In contrast, the non-teleological mindset would take both the physical and spiritual teleological explanations into account, and be open to other variables that may have contributed to the emergence of this event.
Steinbeck and Ricketts describe non-teleological thinking as “is” thinking. Unlike teleological thinking, which looks at events in terms of how things “should be” in order to better the conditions of the world, non-teleological thinking strives for acceptance and understanding by viewing events as things emerging from a system.
Rather than focusing on a particular cause and effect relationship when examining an event, non-teleological thinking examines variables within the larger system to achieve a more complex understanding of it.
Non-teleological thinking does not ask why because there really is not an answer to that question. Things are just so. Non-teleological questions instead focus on what things are or how they happened.
Non-Teleological Analysis of Pandemic Data
Marie McCullough’s June 27, 2020 article for The Philadelphia Inquirer “COVID-19 has not surged in cities with big protests, but it has in states that reopened early. Here are some possible reasons” provides a contemporary example of non-teleological thinking. The article explores a paradox emerging from the protests that occurred in metropolitan cities like Pittsburgh, PA after the death of George Floyd during the COVID-19 pandemic.
Two weeks after the protests began, there is little data demonstrating a direct link between participating in the protests and increased rates of transmission of the virus.

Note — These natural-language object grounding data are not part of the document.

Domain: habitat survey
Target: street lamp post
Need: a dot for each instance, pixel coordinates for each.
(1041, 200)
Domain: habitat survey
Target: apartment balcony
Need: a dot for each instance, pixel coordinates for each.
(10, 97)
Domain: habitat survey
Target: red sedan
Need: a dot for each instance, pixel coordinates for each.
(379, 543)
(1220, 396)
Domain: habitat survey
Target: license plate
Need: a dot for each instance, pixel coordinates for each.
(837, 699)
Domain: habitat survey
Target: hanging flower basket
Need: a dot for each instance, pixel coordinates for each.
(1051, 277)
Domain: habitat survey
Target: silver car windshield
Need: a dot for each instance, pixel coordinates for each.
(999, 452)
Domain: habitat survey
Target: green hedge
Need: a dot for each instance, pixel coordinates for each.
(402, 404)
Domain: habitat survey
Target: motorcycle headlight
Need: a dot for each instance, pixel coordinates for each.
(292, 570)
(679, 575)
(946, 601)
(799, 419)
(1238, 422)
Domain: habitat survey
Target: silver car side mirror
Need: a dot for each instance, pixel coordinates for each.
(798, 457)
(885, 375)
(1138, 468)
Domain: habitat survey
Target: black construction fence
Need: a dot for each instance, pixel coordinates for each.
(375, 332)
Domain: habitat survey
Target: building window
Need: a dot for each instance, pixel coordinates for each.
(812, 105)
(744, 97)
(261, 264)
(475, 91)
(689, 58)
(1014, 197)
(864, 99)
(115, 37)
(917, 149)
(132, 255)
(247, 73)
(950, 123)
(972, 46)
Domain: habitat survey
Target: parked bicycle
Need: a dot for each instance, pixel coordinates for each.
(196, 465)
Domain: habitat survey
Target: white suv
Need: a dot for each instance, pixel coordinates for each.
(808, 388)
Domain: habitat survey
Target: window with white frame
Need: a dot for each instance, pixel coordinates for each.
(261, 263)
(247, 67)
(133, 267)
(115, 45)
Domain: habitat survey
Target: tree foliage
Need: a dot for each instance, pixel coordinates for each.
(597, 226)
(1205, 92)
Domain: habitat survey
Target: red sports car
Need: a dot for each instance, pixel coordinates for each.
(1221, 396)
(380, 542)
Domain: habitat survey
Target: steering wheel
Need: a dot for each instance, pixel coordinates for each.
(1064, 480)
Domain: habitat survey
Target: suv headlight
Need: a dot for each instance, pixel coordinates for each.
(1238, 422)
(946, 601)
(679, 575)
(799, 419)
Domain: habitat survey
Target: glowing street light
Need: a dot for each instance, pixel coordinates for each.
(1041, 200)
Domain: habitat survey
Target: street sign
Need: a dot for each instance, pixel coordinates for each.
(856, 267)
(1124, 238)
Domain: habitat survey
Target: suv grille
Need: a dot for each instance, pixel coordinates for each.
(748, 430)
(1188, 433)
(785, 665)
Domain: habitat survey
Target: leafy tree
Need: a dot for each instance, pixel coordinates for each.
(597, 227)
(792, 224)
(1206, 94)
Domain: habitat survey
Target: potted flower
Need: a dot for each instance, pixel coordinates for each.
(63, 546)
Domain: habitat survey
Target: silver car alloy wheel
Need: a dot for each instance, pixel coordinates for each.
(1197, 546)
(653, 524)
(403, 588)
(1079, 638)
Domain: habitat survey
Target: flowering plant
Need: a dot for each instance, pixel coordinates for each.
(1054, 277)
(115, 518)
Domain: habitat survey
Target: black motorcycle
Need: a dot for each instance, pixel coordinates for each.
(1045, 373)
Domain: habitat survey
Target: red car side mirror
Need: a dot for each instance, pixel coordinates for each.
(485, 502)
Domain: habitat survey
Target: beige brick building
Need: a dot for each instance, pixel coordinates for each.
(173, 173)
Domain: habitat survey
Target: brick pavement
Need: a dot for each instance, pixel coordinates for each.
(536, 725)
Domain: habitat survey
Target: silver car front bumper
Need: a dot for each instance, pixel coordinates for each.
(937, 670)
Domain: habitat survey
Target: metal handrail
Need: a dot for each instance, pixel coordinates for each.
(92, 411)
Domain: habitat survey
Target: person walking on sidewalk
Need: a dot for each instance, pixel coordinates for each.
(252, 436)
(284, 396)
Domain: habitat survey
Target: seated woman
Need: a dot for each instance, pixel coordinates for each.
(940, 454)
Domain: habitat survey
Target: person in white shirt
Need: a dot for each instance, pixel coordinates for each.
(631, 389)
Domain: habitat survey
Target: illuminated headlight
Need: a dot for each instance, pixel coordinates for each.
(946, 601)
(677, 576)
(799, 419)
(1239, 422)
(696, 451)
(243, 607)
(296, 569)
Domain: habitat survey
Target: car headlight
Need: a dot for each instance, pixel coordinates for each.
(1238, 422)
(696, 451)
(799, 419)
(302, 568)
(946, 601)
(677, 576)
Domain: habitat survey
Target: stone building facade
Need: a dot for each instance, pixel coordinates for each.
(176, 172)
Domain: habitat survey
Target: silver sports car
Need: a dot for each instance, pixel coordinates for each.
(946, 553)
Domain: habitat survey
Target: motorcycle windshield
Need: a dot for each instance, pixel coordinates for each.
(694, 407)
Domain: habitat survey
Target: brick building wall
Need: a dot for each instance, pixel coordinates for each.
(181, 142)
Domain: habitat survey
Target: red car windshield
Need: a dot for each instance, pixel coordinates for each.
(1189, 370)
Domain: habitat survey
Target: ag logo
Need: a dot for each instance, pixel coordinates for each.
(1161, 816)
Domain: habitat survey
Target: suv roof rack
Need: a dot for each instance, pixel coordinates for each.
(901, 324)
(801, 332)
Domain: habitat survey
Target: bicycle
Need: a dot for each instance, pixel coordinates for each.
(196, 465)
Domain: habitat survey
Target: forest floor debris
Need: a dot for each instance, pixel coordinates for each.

A teleological, cause and effect, interpretation that could be drawn from this observation is that the virus is not as easily spread outdoors as it is indoors.
However, a non-teleological approach that broadens the scope of its field of inquiry and examines other variables within the system has produced another possible explanation. A new study by the National Bureau Of Economic Research used cell phone tracking data to determine that larger portions of the population in cities where protests occurred opted to stay home.

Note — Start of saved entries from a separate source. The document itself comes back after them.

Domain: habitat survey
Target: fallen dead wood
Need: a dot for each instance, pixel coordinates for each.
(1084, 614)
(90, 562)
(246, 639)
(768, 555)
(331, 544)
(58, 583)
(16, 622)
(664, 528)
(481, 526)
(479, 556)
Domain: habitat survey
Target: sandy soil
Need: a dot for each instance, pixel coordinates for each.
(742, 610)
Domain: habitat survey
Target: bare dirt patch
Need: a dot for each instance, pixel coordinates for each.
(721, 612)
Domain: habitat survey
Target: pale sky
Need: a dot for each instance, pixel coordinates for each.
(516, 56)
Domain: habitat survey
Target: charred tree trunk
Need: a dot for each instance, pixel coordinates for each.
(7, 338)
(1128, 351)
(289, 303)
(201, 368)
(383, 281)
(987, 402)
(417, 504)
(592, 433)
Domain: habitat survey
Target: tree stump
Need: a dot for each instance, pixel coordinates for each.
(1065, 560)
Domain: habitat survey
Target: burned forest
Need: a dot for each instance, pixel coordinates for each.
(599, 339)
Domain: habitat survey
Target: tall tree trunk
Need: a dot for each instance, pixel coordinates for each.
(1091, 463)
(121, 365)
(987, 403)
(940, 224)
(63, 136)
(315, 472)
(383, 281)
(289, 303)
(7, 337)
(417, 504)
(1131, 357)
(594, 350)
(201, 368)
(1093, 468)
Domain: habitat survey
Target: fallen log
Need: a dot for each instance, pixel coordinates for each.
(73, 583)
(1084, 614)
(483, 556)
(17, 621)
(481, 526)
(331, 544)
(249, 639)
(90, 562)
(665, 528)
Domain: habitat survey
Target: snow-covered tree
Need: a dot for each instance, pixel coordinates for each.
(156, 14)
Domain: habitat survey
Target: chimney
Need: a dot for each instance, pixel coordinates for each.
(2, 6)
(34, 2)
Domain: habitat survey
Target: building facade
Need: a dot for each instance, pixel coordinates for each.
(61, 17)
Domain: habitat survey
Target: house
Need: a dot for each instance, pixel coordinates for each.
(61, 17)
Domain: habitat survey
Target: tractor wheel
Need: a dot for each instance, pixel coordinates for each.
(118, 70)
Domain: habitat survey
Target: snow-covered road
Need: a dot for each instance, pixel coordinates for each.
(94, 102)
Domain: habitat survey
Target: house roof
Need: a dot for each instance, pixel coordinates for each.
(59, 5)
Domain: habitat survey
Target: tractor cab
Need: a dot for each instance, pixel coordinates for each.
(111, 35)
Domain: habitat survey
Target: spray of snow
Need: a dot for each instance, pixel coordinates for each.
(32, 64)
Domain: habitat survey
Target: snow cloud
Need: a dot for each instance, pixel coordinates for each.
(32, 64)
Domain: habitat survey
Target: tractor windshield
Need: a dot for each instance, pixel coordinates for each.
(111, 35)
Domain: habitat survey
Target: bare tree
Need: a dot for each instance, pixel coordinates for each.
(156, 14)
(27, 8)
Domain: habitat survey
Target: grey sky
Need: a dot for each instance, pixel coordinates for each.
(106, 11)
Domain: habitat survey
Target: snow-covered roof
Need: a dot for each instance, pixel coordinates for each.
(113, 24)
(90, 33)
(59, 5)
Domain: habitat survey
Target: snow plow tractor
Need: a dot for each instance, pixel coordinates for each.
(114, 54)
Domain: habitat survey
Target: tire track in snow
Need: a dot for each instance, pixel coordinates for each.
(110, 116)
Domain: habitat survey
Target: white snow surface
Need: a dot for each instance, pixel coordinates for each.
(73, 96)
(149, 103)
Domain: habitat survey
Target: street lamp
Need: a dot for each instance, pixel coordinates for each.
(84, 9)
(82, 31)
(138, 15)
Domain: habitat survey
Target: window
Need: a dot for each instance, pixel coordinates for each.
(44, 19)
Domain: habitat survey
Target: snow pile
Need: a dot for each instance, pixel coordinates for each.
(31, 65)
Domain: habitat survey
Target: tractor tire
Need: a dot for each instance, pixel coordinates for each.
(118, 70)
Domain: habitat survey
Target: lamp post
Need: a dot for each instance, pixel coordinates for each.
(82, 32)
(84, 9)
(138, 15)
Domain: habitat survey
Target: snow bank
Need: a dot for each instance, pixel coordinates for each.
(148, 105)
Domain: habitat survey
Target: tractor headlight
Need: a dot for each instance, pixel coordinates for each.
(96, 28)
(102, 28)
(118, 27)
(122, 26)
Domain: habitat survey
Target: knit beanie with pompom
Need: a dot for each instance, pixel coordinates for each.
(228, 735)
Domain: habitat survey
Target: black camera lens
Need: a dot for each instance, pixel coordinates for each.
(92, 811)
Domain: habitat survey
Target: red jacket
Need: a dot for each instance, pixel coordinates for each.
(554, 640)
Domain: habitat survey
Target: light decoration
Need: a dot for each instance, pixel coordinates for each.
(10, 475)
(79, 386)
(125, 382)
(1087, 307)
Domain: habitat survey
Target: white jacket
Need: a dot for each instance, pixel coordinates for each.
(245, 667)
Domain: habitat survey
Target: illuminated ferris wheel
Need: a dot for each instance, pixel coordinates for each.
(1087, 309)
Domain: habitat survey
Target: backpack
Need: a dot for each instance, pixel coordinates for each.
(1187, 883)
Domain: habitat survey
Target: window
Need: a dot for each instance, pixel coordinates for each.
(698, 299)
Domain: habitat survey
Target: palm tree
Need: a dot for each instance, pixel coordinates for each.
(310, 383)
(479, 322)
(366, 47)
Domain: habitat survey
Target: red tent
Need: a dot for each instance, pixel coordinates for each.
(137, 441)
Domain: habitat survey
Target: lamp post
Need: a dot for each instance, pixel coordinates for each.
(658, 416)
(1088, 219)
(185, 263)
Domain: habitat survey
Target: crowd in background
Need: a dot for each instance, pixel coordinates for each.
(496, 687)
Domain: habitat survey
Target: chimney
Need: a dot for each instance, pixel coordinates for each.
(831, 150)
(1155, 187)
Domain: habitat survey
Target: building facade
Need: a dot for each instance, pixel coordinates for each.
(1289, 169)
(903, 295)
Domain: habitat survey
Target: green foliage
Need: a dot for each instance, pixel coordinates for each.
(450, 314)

This avoidance behavior may also explain why we have not seen significant spikes in cities where protests occurred. So while there were thousands protesting and potentially exposing themselves to the COVOD-19 virus, a surge was mitigated because more people than usual stayed home to avoid the protests.
This is offered only as an example of how non-teleological thinking broadens the scope of one’s thinking to help see reality as it is. Clearly, more research needs to be conducted to fully understand how the COVID-19 virus behaves – and how our behaviors impact its transmission.
Steinbeck and Ricketts also differentiate between perceptions of leadership between the teleological and non-teleological lenses. They argue that the teleological perception of leadership is of a person who is causing a group of people to follow the path the leader is trailblazing.
The non-teleological definition of a leader is a person who is moving in the same direction as the “weight” of the people. This means that instead of setting the course of a movement in a particular direction, leaders may just be people who happen to get in front of a movement that a lot of others are already moving toward anyhow.
However, in order to assume that leadership position, a leader must have the sensemaking skills to understand the reality of the situation their community is in. They must be able to spot the trends and identify the direction that the “weight” of people are moving toward.
And as they move with the people in the direction of change, they need to strive to see the world as it “is” in order to make informed decisions – decisions that have more potential to solve a crisis rather than exacerbate it – or create another one.